Mi madre no ha dicho ni media palabra desde que salimos de casa, por lo visto ya mi papá le dijo en la habitación qué ha sucedido o quizá los nervios no la dejan hablar. Sólo cuando llegamos al hospital, la veo lanzarse fuera de la camioneta a toda prisa y correr a urgencias en busca de su muchacho. Mi padre hace lo mismo, dejando el vehículo muy mal estacionado, pero sin importarle nada de eso.
Espero en verdad que se trate de alguna fractura, o un hueso roto y que no sea nada grave, pero debo admitir que nunca había sido algo tan serio.
—Buenas noches, quisiera ver a mi hijo, Samuel McField —pide mi madre con voz temblorosa.
Su cabello castaño está alborotado y sus ojos canela brillan por el miedo. Mi padre, por su parte, apoya su mano enorme en su hombro, sin decir nada más. A diferencia de ella que es esbelta y delicada, él es un poco más robusto, alto y fuerte, propio de su trabajo en el campo. Tiene cabello oscuro y ojos color miel, y a pesar de estar en sus cuarentas, se ven muy bien. Mucha gente dice que me parezco mucho a él, pero creo que soy una mezcla de ambos, por suerte. La enfermera nos mira a todos y en sus ojos se lee el temor por lo que tiene que decir.
—Acompáñenme, por favor —pide, saliendo de su cubículo.
La seguimos con el corazón en un hilo hasta el final del pasillo y cuando lo veo en la camilla, entubado, la cabeza vendada y respirando a través de una máquina, me temo lo peor. Mi madre deja escapar un sollozo al verlo y se aferra a mi padre, incapaz de contener la sorpresa y el dolor. Lo siguiente pasa a una velocidad vertiginosa. Un doctor con una bata blanca nos aborda explicándonos en términos demasiado rebuscados una verdad demasiado dolorosa: ha tenido un accidente y ha salido disparado por el cristal delantero. Todos los golpes los ha recibido en la cabeza y el cuadro es devastador: muerte cerebral.
Nos quedamos en shock ante la bomba que nos ha explotado en las narices y pronto, el llanto comienza a aflorar de mis ojos sin poderlo contener. Mi hermano mayor, mi protector, mi mejor amigo ya no está. El hombre que yace en la cama no tiene vida y es lo más doloroso que he experimentado.
—¡Debe haber algo que puedan hacer! —grita mi mamá, histérica. —¡Tienen que salvar a mi bebé! ¡Es mi bebé! —Solloza con desesperación, pero el doctor niega una vez más. —¡Patrick, diles que tienen que hacer algo! —le pide, golpeando el pecho de su esposo y este la abraza, tan agobiado o más que ella.
—Lo siento mucho, pero ya no hay nada qué hacer. Les dejaré un momento y cuando estén listos, procederemos a desconectarle —informa el doctor.
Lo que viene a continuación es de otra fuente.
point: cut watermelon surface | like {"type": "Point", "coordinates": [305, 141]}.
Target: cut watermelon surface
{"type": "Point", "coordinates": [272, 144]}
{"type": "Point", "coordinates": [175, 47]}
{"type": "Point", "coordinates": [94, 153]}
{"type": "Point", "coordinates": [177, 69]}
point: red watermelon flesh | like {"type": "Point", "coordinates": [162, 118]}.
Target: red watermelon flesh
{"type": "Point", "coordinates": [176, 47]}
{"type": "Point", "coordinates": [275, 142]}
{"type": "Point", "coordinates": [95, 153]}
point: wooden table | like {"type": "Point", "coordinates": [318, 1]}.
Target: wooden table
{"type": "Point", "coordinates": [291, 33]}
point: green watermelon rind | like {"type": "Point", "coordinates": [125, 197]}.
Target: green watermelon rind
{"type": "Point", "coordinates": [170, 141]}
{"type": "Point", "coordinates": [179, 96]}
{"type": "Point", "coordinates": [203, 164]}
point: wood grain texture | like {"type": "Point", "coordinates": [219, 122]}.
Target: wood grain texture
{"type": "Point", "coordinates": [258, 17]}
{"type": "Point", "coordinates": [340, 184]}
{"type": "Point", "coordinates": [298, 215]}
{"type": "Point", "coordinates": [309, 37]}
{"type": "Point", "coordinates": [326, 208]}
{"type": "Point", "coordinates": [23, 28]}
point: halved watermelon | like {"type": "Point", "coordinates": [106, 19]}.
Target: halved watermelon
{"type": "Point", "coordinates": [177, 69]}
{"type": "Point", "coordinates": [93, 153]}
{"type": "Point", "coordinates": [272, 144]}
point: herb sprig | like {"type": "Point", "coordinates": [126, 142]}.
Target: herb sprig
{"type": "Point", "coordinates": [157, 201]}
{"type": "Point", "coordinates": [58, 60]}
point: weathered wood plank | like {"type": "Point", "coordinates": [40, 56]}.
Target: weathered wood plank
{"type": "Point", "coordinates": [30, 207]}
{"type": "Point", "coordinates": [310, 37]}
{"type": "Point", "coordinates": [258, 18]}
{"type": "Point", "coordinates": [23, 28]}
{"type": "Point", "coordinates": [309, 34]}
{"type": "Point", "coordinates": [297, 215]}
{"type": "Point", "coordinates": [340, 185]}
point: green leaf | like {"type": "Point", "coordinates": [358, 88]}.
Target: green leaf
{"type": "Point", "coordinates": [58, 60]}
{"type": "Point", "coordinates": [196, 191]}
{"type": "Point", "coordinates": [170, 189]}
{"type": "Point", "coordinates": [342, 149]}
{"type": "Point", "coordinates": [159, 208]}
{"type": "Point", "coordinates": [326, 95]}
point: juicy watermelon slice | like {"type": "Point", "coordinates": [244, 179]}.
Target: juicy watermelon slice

Sin más, se marcha y mi madre se desmorona en los brazos de mi padre. Los tres nos quedamos viendo a mi hermano, o a lo que queda de él, a través de la pared de cristal, sin terminar de entender cómo la vida de un chico tan joven como él pudo acabar tan pronto. Un silencio se planta entre nosotros y ninguno se atreve a pronunciar en voz alto la realidad devastadora que nos ha tocado. Me seco las lágrimas con las mangas de mi suéter, sollozando amargamente y de pronto me doy cuenta de que mi vida como la conocía ha terminado. Con la partida de Sammy, el rancho OakDale ya no es lugar para mí.